D’ors et déjà, leur intervention a été déterminante dans la résolution des différentes crises qui ont secouées les régions nord de notre pays. Notamment dans la démobilisation des ex-combattants de la rébellion des années 1990. Selon certains témoins, les leaders communautaires ont démobilisé plus de combattants que l’Etat Malien lui-même. A la différence de ces précédentes rébellions, les leaders communautaires accusent deux handicaps majeurs face à la situation actuelle.

D’abord, parce que les acteurs de la présente crise ont des motivations exogènes avec une majorité de combattants venus des quatre coins du monde. Ensuite, à l’intérieur, des voix s’élèvent pour les accuser d’être très proche du MUJAO qui a le maitre des lieux à Gao. Quel qu’en soit, les leaders communautaire ont au moins le mérite d’avoir des contacts avec le MUJAO qui ont, jusque là, boudé les invitations de Ouagadougou. Le médiateur de la Cédéao qui jusque là n’a pas pu rencontrer les responsables du MUJAO peut saisir cette opportunité pour établir les contacts. La médiation burkinabée, en plus du problème MUJAO, est accusée, par certains acteurs maliens, d’être très proche des rebelles du MNLA dont les responsables paradent à Ouagadougou depuis qu’ils ont été évincés de Gao par le MUJAO. Toute fois, elle est capitale en raison de son large soutient au sein de la communauté internationale.

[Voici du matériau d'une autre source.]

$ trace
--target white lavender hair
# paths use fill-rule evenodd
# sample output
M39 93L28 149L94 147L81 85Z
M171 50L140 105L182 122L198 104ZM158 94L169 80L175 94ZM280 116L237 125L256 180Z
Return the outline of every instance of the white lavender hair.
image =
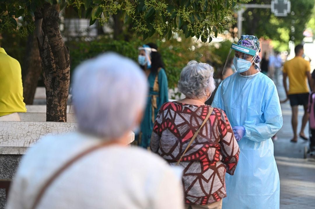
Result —
M111 139L136 125L148 89L137 63L106 53L80 64L74 77L73 102L79 130Z
M212 94L215 88L213 68L206 63L190 61L180 73L178 87L189 98L200 99Z

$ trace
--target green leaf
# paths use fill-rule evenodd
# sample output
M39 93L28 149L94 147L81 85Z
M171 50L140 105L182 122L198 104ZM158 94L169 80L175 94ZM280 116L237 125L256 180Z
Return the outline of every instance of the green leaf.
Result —
M206 19L206 15L204 13L200 13L200 18L201 19L201 20L202 21L205 19Z
M192 3L192 8L194 8L194 10L196 11L197 10L197 4L196 2Z
M192 23L193 23L194 22L195 22L195 16L194 15L193 13L192 13L190 14L190 19L192 19Z
M185 7L187 8L190 5L190 0L186 0L184 3L184 5L185 6Z
M13 29L16 29L16 27L18 26L18 23L16 22L16 20L15 20L15 19L11 18L9 19L9 21L13 24Z
M30 28L30 25L29 24L28 24L26 26L26 30L27 30L27 32L28 33L30 34L32 34L33 31L32 31L31 30L31 29Z
M170 27L169 29L169 32L167 34L167 40L169 40L171 39L172 37L172 35L173 35L173 33L172 32L172 28Z
M164 14L162 14L162 12L160 12L159 13L160 14L160 15L159 15L159 18L160 19L160 21L161 21L161 22L163 23L165 23L166 22L166 21L165 21L166 17L165 16L165 15L164 15Z
M166 8L166 11L167 11L168 13L170 13L174 8L174 6L173 5L169 4L167 6L167 7Z
M91 18L90 19L90 26L94 24L95 21L96 21L96 19L92 19L92 17L91 17Z
M153 7L150 7L146 11L146 14L144 16L144 19L147 19L152 15L154 12L154 8Z
M92 12L92 8L89 7L86 11L85 11L85 19L87 19L91 15L91 13Z
M93 9L92 9L92 20L94 20L96 18L99 17L101 14L102 14L102 8L98 6L96 6L94 7ZM90 23L91 23L90 22Z
M142 12L142 8L143 8L143 7L144 6L144 2L140 2L137 7L137 9L138 10L138 12Z
M200 4L201 7L201 11L205 12L208 8L208 2L206 1L204 4Z
M24 14L24 9L23 8L19 9L15 14L15 18L17 18L22 16L22 15Z
M87 10L89 7L91 1L91 0L83 0L83 3L84 4L84 8L85 8L85 10Z
M148 35L147 33L143 33L143 41L144 41L146 39L146 38L149 36L149 35Z
M205 36L201 36L201 41L204 43L206 43L208 41L208 39Z
M172 15L171 16L171 19L175 18L178 13L178 12L173 12L173 13L172 13Z
M176 16L176 25L179 28L183 25L183 18L179 15Z
M7 5L5 4L2 3L1 4L1 8L3 11L7 11Z
M123 15L123 23L126 23L128 21L128 19L129 19L129 15L126 14L127 13L124 12Z
M152 29L150 30L150 31L149 31L148 33L148 35L149 36L149 37L151 37L154 34L154 33L155 32L155 29L154 28L153 28Z
M200 16L197 13L194 14L194 16L195 17L195 19L197 22L198 22L198 20L200 21L200 19L201 19L201 18L200 18Z
M192 31L189 30L186 30L185 31L185 37L187 38L192 34Z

Ouagadougou ayant abrité au lendemain du coup d’Etat du 22 mars la rencontre des forces vives de la nation pourrait également être un terrain propice de médiation entre l’Etat malien et les deux autres groupes armés à savoir le MNlA et surtout Ansardine dont le leader Iyad Ag Aghaly s’est dit favorable au dialogue. Quand à la médiation du Haut conseil islamique du Mali, la récente visite de à son président, Mahamoud Dicko, avait été suivie des tentatives de radicalisation du MUJAO par l’application de la charia repoussées par l’émeute des jeunes de Gao. Une révolte qui n’avait pas empêchée les islamistes de couper la main d’un présumé voleur à Ansongo situé à quelques 100 Km de Gao. Cependant cette médiation a déjà porter ces fruits avec la libération d’une centaine de militaires maliens par le groupe Ansardine et l’établissement d’un couloir humanitaire vers les populations des zones sous occupation. La proposition de Mahmoud Dicko, de constituer un collège d’ulémas pour aller à la rencontre du leader d’Ansardine peut se révéler payant. Car ce serait une manière d’attaquer ces islamistes sur leur propre terrain à savoir l’islam. La confrontation de la vision de l’islam tel que pratiquée dans notre pays et cette vision importée par les islamistes peut nous permettre de trouver un terrain de négociation. Quelque soit le médiateur, la négociation avec ces islamistes, ne seront jamais une partie de plaisir quant on sait que certaines de leurs revendications sont à l’opposé des règles de fonctionnement d’un Etat moderne et laïc.